The Complete Josef Hofmann Vol 9

Record and Artist Details

Genre:

Instrumental

Label: Marston

Media Format: CD or Download

Media Runtime: 0

Mastering:

ADD

Catalogue Number: 52025-2

>‘Josef Hofmann was the greatest pianist I ever heard. I thought that when I was six. I still think that now.’ Charles Rosen, speaking in 1999 at the age of 72. You have to sit up and listen to a pianist and musician as distinguished and discriminating as he states: ‘I was lucky. I did hear Hofmann play the music for which he was most famous and for which he was most admired. It’s something I value in my experience of piano-playing more than anything else. He was amazing.’

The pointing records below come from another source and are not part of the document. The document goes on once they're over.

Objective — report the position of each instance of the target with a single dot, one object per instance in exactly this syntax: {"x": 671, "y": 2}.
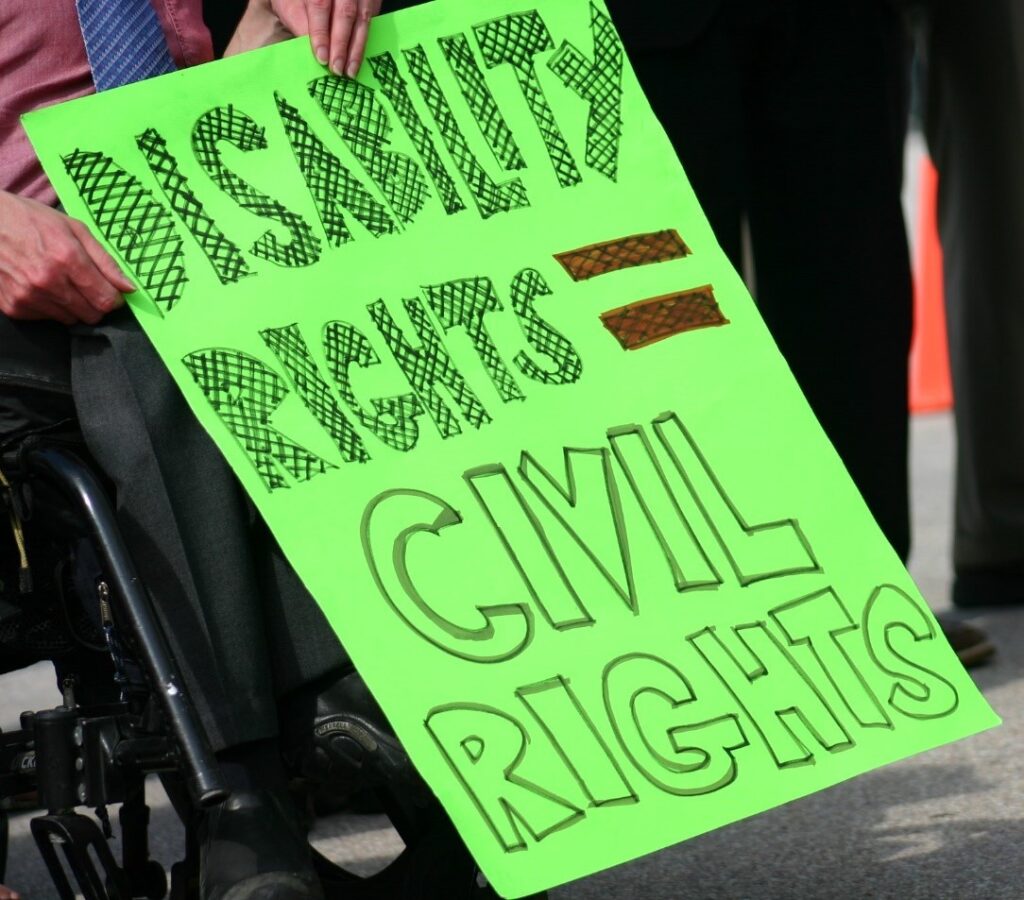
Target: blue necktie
{"x": 123, "y": 40}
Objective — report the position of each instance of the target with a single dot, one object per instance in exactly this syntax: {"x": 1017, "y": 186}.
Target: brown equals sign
{"x": 645, "y": 322}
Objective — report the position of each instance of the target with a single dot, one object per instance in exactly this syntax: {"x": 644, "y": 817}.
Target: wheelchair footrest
{"x": 72, "y": 836}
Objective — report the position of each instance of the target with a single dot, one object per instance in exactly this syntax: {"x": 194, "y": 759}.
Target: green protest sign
{"x": 463, "y": 332}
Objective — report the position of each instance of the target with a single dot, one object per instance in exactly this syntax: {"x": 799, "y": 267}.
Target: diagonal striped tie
{"x": 123, "y": 40}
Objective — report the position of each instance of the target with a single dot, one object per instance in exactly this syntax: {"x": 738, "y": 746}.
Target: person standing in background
{"x": 790, "y": 119}
{"x": 974, "y": 122}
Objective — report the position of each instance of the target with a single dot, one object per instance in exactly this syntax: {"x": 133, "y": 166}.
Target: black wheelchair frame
{"x": 96, "y": 753}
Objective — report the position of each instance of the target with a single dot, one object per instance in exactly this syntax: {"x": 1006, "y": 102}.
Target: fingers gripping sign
{"x": 337, "y": 29}
{"x": 51, "y": 267}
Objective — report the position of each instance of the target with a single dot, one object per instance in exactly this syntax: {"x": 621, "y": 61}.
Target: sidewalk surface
{"x": 945, "y": 824}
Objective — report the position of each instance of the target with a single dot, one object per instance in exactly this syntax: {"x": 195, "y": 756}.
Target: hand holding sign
{"x": 52, "y": 267}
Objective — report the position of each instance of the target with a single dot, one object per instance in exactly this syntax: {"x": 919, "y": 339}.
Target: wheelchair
{"x": 125, "y": 713}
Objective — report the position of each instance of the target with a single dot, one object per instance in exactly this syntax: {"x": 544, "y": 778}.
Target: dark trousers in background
{"x": 975, "y": 125}
{"x": 791, "y": 116}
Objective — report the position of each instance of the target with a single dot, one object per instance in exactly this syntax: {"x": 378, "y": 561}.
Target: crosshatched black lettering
{"x": 235, "y": 127}
{"x": 142, "y": 229}
{"x": 332, "y": 184}
{"x": 223, "y": 254}
{"x": 291, "y": 349}
{"x": 394, "y": 87}
{"x": 599, "y": 82}
{"x": 465, "y": 303}
{"x": 517, "y": 40}
{"x": 363, "y": 123}
{"x": 491, "y": 197}
{"x": 244, "y": 393}
{"x": 481, "y": 101}
{"x": 393, "y": 420}
{"x": 567, "y": 367}
{"x": 429, "y": 366}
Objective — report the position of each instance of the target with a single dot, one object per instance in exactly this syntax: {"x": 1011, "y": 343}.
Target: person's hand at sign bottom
{"x": 51, "y": 267}
{"x": 337, "y": 29}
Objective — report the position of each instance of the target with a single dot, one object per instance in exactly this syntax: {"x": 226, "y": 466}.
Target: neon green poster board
{"x": 465, "y": 335}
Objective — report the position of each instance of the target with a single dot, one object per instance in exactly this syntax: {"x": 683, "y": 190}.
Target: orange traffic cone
{"x": 930, "y": 385}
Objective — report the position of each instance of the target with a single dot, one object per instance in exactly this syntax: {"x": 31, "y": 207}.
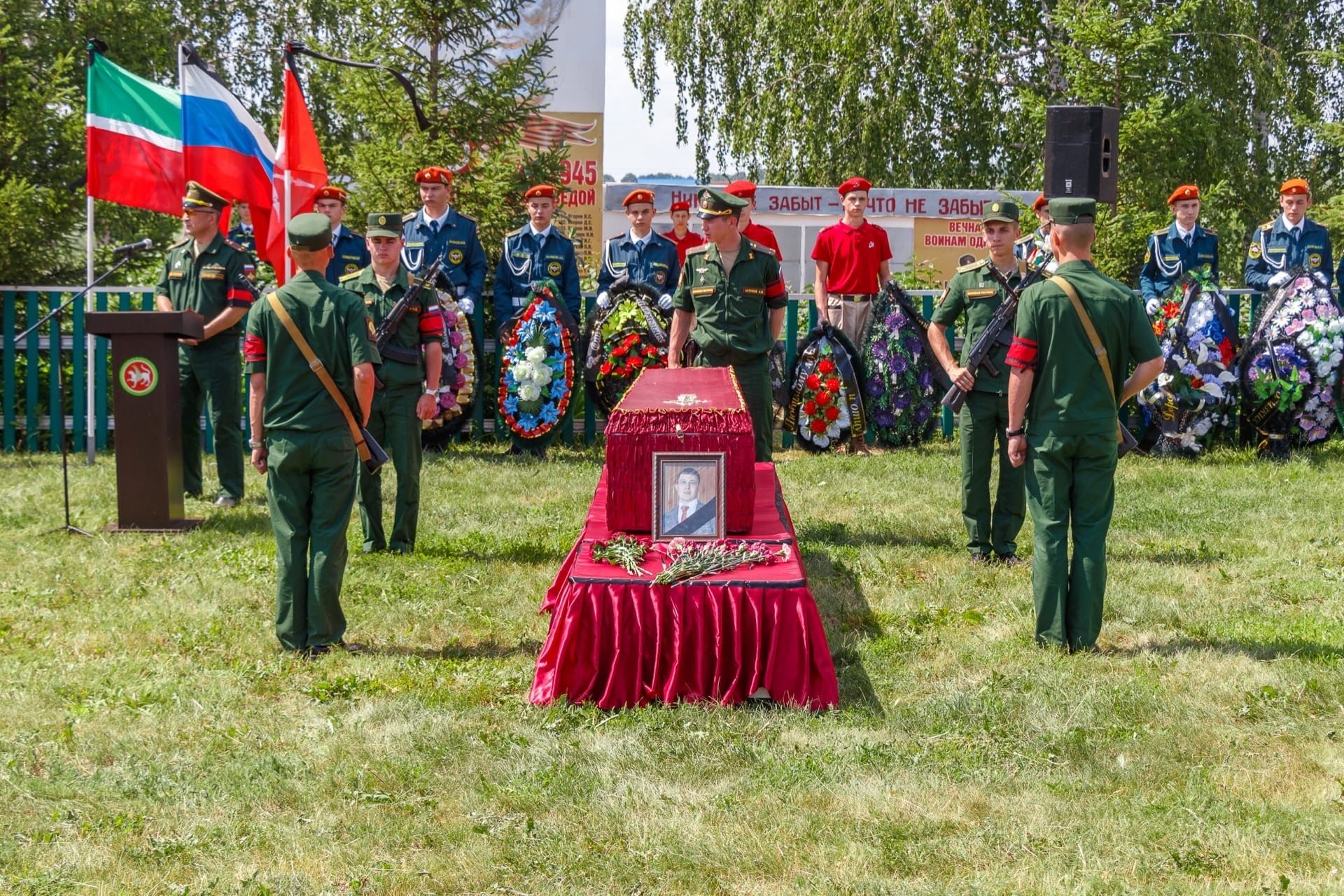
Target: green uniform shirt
{"x": 976, "y": 292}
{"x": 732, "y": 311}
{"x": 1069, "y": 396}
{"x": 407, "y": 335}
{"x": 337, "y": 330}
{"x": 207, "y": 284}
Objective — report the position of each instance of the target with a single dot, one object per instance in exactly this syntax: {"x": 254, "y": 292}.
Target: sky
{"x": 632, "y": 144}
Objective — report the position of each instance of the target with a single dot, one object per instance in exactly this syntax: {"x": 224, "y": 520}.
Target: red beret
{"x": 855, "y": 183}
{"x": 741, "y": 188}
{"x": 638, "y": 197}
{"x": 1183, "y": 192}
{"x": 433, "y": 175}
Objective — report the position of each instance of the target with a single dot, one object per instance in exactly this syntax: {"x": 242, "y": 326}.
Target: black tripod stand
{"x": 58, "y": 415}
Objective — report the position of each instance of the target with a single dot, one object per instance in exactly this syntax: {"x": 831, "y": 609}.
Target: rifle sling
{"x": 320, "y": 371}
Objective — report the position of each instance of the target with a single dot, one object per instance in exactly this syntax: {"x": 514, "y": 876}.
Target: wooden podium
{"x": 148, "y": 406}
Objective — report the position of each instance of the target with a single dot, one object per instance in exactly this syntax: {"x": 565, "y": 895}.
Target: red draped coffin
{"x": 622, "y": 641}
{"x": 686, "y": 410}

Rosen is one of 13 interviewees included on this presumably final volume of all known recorded Hofmann performances; the producers live in hope that a live 1936 Buenos Aires concert broadcast on the radio is extant … somewhere. The quotes from those who knew him and heard him at his best (and worst) are testaments of a unique and unanimously admired artist (Claudio Arrau was the only pianist Rosen recalls disliking Hofmann’s playing). That said, there is little on these two discs that is new in terms of unpublished or recently discovered studio or live concert material. Two of the four legendary cylinder recordings made in Moscow in 1895 and 1896 are of pieces by Anton Rubinstein, Hofmann’s teacher who had died only a year earlier. All four appeared on Marston’s mesmerising ‘Dawn of Recording’ set and are here republished, using new pitch stabilisation technology, in slightly improved sound. There are unpublished alternative takes of four acoustic titles; the utterly captivating Moonlight Sonata (1936 Cadillac Hour broadcast) is heard here in a new source.

The enthralling booklet, with a fine selection of previously unseen Hofmann photos, contains an uncharacteristic error in the track numbering for disc 1, which finishes with interviews from Charles Rosen (quoted above) and Constance Keene. All of disc 2 is of further interviews, most of them riveting, revealing and intimate, not least those with Tadeusz Sadlkowski and Hofmann’s son Anton.

Anything we have of Josef Hofmann is invaluable but in truth there is nothing here that adds to our knowledge of him as a pianist. Of Hofmann the man, the flawed and, it seems, unhappy human being (at least in the latter part of his life), we learn a very great deal.